UW System Radware Cloud DoS: Service Information
UW System Radware Cloud DoS: Service Information
General
Cloud DoS scrubbing providers use a combination of hardware and software in an attempt to mitigate negative effects of a DoS attack. Networks use BGP to signal subnets through a third party provider to initiate diversion and mitigation. In this document, when to signal for protection will be called "detection".
As of 2025/03/20, the 20,000 foot view of how this service works from a procedure perspective is:
- UW System Network routing team has homegrown detection software that runs in real time. This software consumes IPFIX [netflow] data in 10s increments. Detection software is configured for bits, packets or estimated flows per second at the CIDR level in a 10s window. Detection is not able to flawlessly differentiate between a service that is impaired vs an unusually large yet non service affecting amount of traffic.
- No one is tasked to monitor for DoS attacks 24x7 or in real time. We envision the technical need for scrubbing to be activated one of three ways
- If an attack is large enough that the UW System Network itself is impaired, UW System Network routing team may activate cloud scrubbing without first contacting the affected campus. We would of course aim to communicate status.
- UW System Network routing team happens to notice a possible DoS event. We would seek to make contact with a campus for confirmation of impact and discuss mitigation options as there may be non cloud mitigation options available. We already do this today.
- Like situation 2, but the campus initiates contact with UW System Network
Details below.
UW System Network implementation specifics: updated 2025/03/20
- UW System has contracted with Radware via Internet2 for cloud mitigation.
- Automation between detection and mitigation is not currently planned. Here are a few reasons for this approach
- Once intent to scrub has been signaled to the provider, it can take up to five minutes to activate. However, most DoS attacks have a length shorter than five minutes, frequently two minutes or less.

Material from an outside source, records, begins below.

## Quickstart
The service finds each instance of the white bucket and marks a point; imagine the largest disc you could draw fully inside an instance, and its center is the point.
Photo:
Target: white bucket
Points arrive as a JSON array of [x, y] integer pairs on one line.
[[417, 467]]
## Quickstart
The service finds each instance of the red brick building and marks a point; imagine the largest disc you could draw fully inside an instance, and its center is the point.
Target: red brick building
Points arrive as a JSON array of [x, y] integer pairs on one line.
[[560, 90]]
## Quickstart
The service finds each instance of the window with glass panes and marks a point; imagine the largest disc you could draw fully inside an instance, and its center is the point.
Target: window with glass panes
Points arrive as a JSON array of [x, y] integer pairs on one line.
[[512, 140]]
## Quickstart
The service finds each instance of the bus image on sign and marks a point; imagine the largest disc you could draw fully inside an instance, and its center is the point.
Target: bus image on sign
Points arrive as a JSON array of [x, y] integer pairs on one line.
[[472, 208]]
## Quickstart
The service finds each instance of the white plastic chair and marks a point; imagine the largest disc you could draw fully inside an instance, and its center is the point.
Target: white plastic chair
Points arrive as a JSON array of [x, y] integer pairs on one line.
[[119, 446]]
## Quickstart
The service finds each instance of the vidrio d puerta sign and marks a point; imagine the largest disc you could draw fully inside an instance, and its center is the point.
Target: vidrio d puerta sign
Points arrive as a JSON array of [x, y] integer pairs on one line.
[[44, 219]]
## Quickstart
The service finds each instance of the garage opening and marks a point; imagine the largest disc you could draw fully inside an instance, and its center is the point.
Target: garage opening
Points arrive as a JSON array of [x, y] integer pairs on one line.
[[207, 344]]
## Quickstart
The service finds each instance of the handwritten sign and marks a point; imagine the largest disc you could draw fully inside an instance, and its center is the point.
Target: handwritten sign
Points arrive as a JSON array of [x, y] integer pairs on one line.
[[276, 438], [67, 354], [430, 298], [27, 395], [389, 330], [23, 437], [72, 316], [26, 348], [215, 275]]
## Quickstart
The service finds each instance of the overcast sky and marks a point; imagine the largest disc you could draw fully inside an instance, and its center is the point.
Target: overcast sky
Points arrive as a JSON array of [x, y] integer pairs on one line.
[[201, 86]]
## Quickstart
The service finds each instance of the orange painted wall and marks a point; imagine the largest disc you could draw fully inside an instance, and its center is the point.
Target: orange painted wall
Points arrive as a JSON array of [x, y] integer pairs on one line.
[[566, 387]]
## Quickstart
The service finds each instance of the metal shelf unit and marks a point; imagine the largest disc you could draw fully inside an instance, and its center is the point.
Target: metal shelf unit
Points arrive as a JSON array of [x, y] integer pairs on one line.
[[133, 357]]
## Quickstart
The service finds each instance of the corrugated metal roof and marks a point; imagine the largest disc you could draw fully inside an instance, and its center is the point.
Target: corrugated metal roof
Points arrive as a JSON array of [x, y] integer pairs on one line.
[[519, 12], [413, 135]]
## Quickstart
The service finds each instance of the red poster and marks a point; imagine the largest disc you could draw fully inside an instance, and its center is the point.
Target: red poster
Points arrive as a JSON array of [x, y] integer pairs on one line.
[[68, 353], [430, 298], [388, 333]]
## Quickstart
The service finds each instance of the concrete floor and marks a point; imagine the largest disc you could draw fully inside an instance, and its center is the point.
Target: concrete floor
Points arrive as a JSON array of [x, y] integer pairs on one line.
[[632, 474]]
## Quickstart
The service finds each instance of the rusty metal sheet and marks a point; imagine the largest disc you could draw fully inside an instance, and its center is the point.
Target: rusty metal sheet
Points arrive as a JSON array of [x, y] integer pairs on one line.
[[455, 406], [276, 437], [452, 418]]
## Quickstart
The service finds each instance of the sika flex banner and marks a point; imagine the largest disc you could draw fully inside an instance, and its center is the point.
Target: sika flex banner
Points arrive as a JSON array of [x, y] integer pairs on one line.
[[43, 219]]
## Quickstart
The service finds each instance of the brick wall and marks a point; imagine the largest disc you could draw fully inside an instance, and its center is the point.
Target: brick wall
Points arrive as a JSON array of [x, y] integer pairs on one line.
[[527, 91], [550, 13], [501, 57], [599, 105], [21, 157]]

We never know the length of a DoS attack until it has ended, but automatic diversion for most DoS attacks would result in a larger outage than if we took no action at all. This is because both enabling and disabling cloud scrubbing can be service affecting. These limitations are at the global [earth] BGP level as route best paths add/remove and is not due to design issues inside UW System Network.
- With this in mind, UW System Network does not want to scrub an event that is not service affecting. The best technical outcome requires positive confirmation of a technical need to scrub.
- While any customer BGP peering with UW System could initiate scrubbing on their own if we configured the network to support, fiscally, we contract for a certain bandwidth rate of clean return traffic with the provider. We are allowed to burst, but there could be fiscal consequences depending on the scenario. Therefore, at this time, UW System Network engineers are solely responsible for activation.
- If mitigation is effective, our detection engine will believe the DoS has subsided even if it is ongoing as it would no longer have a view of the attack traffic. Once diversion has occurred, cloud portal access is required to know when the attack has subsided and if the removal of a scrub would be safe. There are additional costs for subtenant portal access, a the technical hope/assumption is that due to inherent limitations in on-demand cloud scrubbing it will be rarely enacted and for sustained emergencies only.
- Ongoing development of detection software capabilities and continued refinement of its configuration at the CIDR level is an ongoing collaborative commitment for both customer and service provider in an attempt to minimize false positives and false negatives of detection.
Additional considerations
- Due to the limitations of BGP, IPv4 /24 or IPv6 /48 networks are the smallest subnets that can routed through such a service; you cannot mitigate individual IP addresses.
- Scrubbing a more specific of an existing route [example, scrub a /24 out of a /16] is less impactful than scrubbing an exact matching subnet already in the DFZ. For example, if you announce 123.1.1.0/24 and need to convert to cloud scrubbing, there are likely to be significant impact at the initiation of a scrubbing event. If you announce 123.1.0.0/16 and need to scrub 123.1.1.0/24, traffic will continue to follow the /16 until the more specific /24 is installed.
- Scrubbing may not be complete due to multhoming. For example, UW System peers with various networks that receive only default route and peering routes. Let's say UW Madison wants to scrub 128.104.0.0/24. UW System Network peers with networks A, B and C and sends 128.104.0.0/16 to these peers. Networks A, B and C may not receive a full routing table from their transit providers and may not see the 128.104.0.0/24 route. They will continue to follow the 128.104.0.0/16 peering route, bypassing cloud scrubbing.
- Scrubbing may not be complete because the algorithm may fail. Scrubbing solutions are not magic. There is no 'evil' bit to match in unwanted packets. The Radware cloud solution either magically works or it doesn't. If it doesn't work, UW System WAN engineers are required to contact Radware live for technical support as we cannot tune the cloud service directly. We may need live, real time information and involvement from a campus if this were to occur in an attempt to improve the mitigation outcome.
- Your RPKI stance must match your cloud scrubbing desires. Specifically, if you have created ROAs, check to see if they are exact or variable length. For example, if you have an example ROA for 123.1.0.0/16 exact and want to be able to scrub any /24 in this /16, you will need to convert your ROA to allow masking down to the /24. This makes the ROA less secure but is required for cloud scrubbing to function.